I assume there are many installations which need to go to VIOS 3.1 by October 2020 due to end of support for VIOS 2.x. Because, I did not find any upgrade procedure for “dummies”, I decided to write one which I hope people find useful. I do not cover only the upgrade process itself, but also share some advises how to do it safely and recover in case of troubles. Upgrade Virtual I/O Server to 3.1 is completely different process than before. For instance, you are going to need an extra disk to perform the operation. Interested?
There is not much documentation on that topic. Definitely the best one is from Nigel Griffith but Nigel is Nigel…. He thinks the entire VIO community knows AIX and all terminology around it, while apparently for most IBM i administrators, the VIOS is a “black-box”. Therefore, this post is mainly for less advanced VIOS users. If you use Shared Storage Pool, the cluster within VIOS, configured another Volume Group or you do hundreds of AIX installations you are already advanced VIOS administrator and skip it.
Initially I didn’t have intentions to write about the process because the idea was to go to version 3.1 with new POWER9 systems, and leave VIOS 2.x dies with POWER8 machines. Second thing was, there is really no reason to go to VIOS 3.1 while the main workload runs on IBM i (none of the new features bring any value to IBM i). And even Nigel Griffith told at first VIOS 3.1 presentation (Rome 2018 – while he gets all releases sooner than there are generally available) do not do it. Apparently, IBM has changed their mind and shorten the support for VIOS 2.x which make many customers in uncomfortable situation.
Is upgrade to version 3.1 difficult ? No, If everything goes according to the process, and the automation process works. If something unpredictable happens, you might be in trouble.
Did I have problems ? Yes, I did. 40% of my upgrades failed, the process had crashed and I was forced to manually recover the configuration.
Few personal advises:
Before the upgrade – double/triple check if you have the current VIOS backup and you know how to use it. This is especially to IBM i community. Officially the VIOS can be restored in following ways:
- from the DVD-RAM (really, anyone is doing that),
- using the HMC command line (have you ever tried it?) Remember than there are very tight requirements between HMC release, and capability which VIOS version will be possible to restore.
- Create mksysb image, and use NIM (AIX) to restore. Super easy and fast but AIX LPAR is required.
- Install the VIO from scratch, apply fixes, and restore the configuration
- Flashcopy on the storage array? – If your VIOS is installed on the external array and flashcopy feature is available.

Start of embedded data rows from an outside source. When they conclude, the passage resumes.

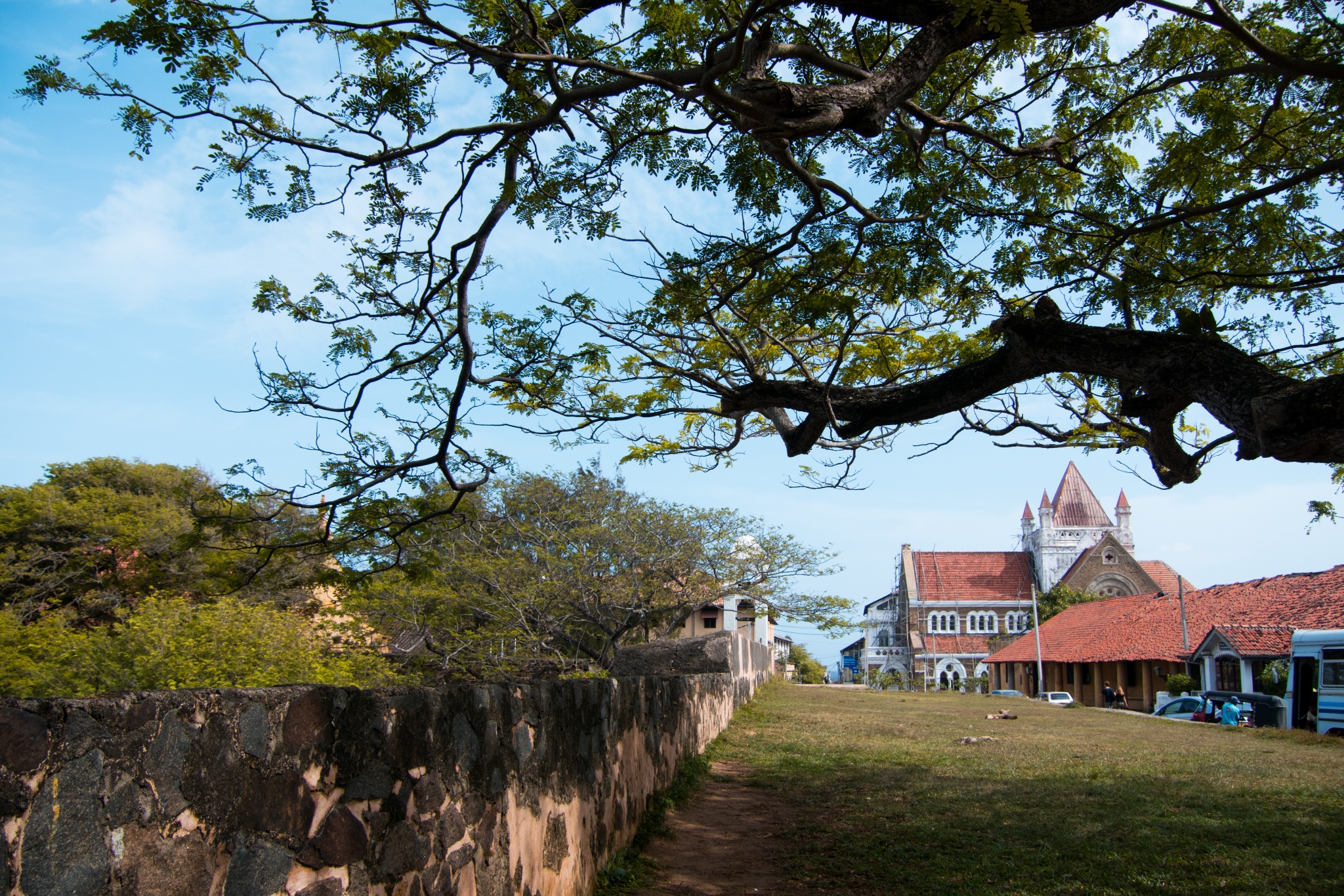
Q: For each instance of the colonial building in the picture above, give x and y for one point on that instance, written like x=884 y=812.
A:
x=1222 y=637
x=949 y=606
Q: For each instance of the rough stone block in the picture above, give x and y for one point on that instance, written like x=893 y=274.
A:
x=23 y=739
x=257 y=868
x=64 y=849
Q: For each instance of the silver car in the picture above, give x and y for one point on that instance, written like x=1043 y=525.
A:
x=1057 y=697
x=1181 y=708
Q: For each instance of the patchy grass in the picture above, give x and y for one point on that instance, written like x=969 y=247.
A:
x=1086 y=801
x=629 y=870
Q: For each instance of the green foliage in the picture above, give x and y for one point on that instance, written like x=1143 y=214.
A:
x=1179 y=683
x=1273 y=679
x=100 y=535
x=809 y=672
x=870 y=246
x=1054 y=602
x=175 y=642
x=566 y=567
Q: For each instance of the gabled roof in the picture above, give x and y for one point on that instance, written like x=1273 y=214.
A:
x=1143 y=583
x=956 y=645
x=972 y=575
x=883 y=598
x=1148 y=626
x=1136 y=628
x=1164 y=575
x=1076 y=504
x=1254 y=641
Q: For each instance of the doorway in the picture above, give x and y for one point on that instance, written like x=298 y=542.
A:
x=1304 y=692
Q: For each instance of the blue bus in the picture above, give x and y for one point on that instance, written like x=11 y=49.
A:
x=1316 y=682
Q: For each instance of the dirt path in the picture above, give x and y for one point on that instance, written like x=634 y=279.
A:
x=729 y=842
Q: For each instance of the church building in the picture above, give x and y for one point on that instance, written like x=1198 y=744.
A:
x=948 y=606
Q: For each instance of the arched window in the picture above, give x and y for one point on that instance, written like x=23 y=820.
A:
x=944 y=622
x=983 y=622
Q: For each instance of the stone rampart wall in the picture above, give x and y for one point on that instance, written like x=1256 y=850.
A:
x=465 y=790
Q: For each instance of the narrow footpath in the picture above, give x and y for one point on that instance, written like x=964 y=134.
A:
x=730 y=840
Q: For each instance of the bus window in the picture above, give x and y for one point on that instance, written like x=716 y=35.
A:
x=1332 y=668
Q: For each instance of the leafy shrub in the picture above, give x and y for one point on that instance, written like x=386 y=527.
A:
x=175 y=642
x=1179 y=683
x=1273 y=679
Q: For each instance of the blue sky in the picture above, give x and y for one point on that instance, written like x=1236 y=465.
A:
x=125 y=325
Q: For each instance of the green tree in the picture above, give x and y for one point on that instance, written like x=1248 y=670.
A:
x=809 y=670
x=1273 y=679
x=178 y=642
x=570 y=566
x=940 y=207
x=1051 y=603
x=100 y=535
x=1179 y=683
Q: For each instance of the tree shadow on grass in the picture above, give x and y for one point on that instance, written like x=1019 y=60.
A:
x=915 y=829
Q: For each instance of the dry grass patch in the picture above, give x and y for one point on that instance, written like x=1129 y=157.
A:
x=1062 y=801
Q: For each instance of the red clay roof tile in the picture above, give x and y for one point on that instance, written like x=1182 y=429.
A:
x=1164 y=575
x=972 y=575
x=1148 y=626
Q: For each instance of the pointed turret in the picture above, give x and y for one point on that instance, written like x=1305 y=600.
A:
x=1047 y=512
x=1125 y=535
x=1076 y=504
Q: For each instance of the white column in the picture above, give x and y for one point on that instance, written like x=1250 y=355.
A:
x=730 y=614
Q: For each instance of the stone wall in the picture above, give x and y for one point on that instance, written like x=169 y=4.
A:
x=526 y=788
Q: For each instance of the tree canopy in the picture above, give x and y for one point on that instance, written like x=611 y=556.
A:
x=1003 y=210
x=570 y=566
x=101 y=535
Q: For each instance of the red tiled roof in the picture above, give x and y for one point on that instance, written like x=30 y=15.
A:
x=1258 y=641
x=972 y=575
x=1148 y=628
x=1166 y=577
x=956 y=645
x=1074 y=502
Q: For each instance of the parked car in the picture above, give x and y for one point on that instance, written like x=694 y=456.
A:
x=1182 y=708
x=1260 y=710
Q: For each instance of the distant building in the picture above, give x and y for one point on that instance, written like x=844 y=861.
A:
x=1228 y=634
x=952 y=609
x=709 y=620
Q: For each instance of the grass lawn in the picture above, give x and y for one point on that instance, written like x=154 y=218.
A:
x=1068 y=801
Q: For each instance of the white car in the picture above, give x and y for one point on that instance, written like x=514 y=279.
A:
x=1181 y=708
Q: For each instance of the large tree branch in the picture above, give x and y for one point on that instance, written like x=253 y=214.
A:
x=1269 y=414
x=782 y=110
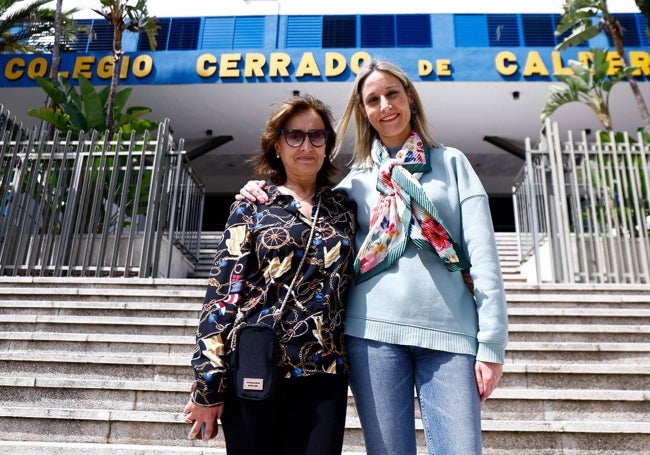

You may do the flashcopy, but again be sure, that you know how to recover afterwards.
Don’t do it by yourself if:
- If you don’t know VIOS commands
- You have never ever touched VIOS command line
- You have never installed the VIO from the scratch
- You don’t know how to configure tcp/ip on the VIOS
- If all configuration was done only by the HMC enhanced interface. (look to ad2)
- If you have some internal VIOS modifications/scritps done by someone else, and you are not sure how these work.
- You don’t know how to connect to the VIOS thru the console
Again, you are going to need this knowledge if something bad happens. If everything goes well, this is super easy process.
Why VIOS 3.1 upgrade is so different?
This is not the same process as we know for last ~10 years (use updateios command). It is jump from AIX 6.1 to 7.2, and this is not the same operation what IBM i people knows by upgrading “their OS”. This is basically scratch installation of AIX 7.2 (VIOS 3.1) and restore the configuration. BUT, not everything will be restored. If you have some modifications, ssh private/public keys, scripts, automation, folders with data, entries in the crontab, extra file systems, virtual media repository. These all WILL NOT be restored. You need to do a backup prior the upgrade, and restore/configure afterwards by yourself.
Another side effect of the upgrade might be renaming of logical devices. For instance, an Ethernet adapter, or Shared Ethernet Adapter with logical name ent5 might become ent7, or a fiber adapter port fcs3 might become fcs5. It is almost impossible (definitely not recommended) to modify these names on AIX.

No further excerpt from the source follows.